# Generalized geometric series

1. Mar 23, 2012

### alexfloo

I just sent some time dicking around with the MacLaurin expansion of exp(-z2) to derive a series expression for √π, by integrating term-by-term along the real line. I'm not really concerned with wether this is a useful or well-studied expression, I just thought it would be a fun exercise.

Since the individual term-wise integrals diverge, we have to stick with a limit. It came down to

$\frac{\sqrt{\pi}}{4}=\lim_{R\to\infty}\sqrt{R}\sum_{n=0}^{\infty}\frac{(-1)^nR^n}{(n-1)!}$

As R increases, the rate of convergence of the series decreases, so this is pretty useless unless we have a closed form for that series.

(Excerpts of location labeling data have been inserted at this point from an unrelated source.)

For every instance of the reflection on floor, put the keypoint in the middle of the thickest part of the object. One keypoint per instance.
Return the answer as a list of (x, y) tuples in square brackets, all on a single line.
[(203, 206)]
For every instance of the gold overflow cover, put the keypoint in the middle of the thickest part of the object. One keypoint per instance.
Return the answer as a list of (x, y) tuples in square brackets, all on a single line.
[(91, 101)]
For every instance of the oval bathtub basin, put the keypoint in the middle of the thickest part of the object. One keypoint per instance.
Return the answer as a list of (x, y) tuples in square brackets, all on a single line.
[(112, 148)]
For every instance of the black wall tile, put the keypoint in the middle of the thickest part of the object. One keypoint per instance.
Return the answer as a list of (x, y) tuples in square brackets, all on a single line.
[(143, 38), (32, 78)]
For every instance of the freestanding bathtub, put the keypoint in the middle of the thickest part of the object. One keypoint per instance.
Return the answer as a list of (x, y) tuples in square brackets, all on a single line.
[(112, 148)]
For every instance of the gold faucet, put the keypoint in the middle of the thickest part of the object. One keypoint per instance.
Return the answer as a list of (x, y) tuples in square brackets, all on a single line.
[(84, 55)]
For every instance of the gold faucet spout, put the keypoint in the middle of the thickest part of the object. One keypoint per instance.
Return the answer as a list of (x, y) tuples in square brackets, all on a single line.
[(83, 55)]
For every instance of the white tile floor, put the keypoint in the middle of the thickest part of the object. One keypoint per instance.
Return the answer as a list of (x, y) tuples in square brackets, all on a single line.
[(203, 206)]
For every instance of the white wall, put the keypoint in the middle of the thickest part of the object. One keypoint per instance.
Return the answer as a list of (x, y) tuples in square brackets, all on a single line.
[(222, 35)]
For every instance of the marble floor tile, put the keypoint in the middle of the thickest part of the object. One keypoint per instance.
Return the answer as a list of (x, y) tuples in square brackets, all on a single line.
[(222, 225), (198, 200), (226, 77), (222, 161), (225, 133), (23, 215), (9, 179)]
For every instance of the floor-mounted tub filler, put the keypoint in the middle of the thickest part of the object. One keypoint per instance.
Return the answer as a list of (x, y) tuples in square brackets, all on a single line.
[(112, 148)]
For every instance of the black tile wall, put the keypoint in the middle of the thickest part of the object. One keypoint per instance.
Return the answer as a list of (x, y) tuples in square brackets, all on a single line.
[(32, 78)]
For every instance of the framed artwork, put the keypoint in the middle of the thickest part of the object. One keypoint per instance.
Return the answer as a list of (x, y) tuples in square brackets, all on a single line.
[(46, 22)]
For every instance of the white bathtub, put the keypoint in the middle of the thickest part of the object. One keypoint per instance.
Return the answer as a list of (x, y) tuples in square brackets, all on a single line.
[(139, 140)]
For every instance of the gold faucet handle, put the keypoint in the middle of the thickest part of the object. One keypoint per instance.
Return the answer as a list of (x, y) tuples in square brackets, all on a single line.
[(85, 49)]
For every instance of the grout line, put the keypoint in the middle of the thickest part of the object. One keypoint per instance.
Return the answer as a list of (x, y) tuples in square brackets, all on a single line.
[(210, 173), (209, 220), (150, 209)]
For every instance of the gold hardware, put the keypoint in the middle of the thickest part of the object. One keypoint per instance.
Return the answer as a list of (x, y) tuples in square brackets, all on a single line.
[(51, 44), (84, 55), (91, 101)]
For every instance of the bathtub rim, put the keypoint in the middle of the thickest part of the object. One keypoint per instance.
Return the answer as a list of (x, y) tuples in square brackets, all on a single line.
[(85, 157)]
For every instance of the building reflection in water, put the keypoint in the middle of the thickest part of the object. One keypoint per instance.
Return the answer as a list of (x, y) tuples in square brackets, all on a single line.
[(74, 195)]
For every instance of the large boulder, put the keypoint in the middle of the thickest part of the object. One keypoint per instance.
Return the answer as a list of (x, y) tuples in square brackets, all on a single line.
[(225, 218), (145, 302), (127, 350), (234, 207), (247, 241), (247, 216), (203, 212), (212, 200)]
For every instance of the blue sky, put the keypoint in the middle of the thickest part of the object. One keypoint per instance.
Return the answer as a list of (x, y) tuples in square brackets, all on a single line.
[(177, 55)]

There's an obvious form in terms of the error function, but does anyone know of one that would actually lead to a nontrivial result?

2. Mar 24, 2012

### alexfloo

Correcting a very elementary integration error, I came up instead:

$\sqrt\pi=\lim_{R\to\infty}2\sqrt{R}\sum_{n=0}^{∞} \frac{(-1)^n R^n}{n!(2n+1)}$

3. Mar 24, 2012

### mathman

As you noted, you can get a closed form solution in terms of the error function, which gives the answer as R becomes infinite. I am not sure what you are looking for.

4. Mar 24, 2012

### alexfloo

Yeah, the reason I'm disinterested in that one is that using it gives:

$\sqrt\pi = \lim_{R\to\infty} 2\sqrt R \frac{\sqrt\pi erf(R)}{2\sqrt R} = \sqrt\pi erf(\infty)=\sqrt\pi$.

Basically it appears that my original expression was circular (i.e. trivial) in nature to begin with, but I was hoping to find a more useful expression. In any case, it seems like a dead end. Thanks anyways, though!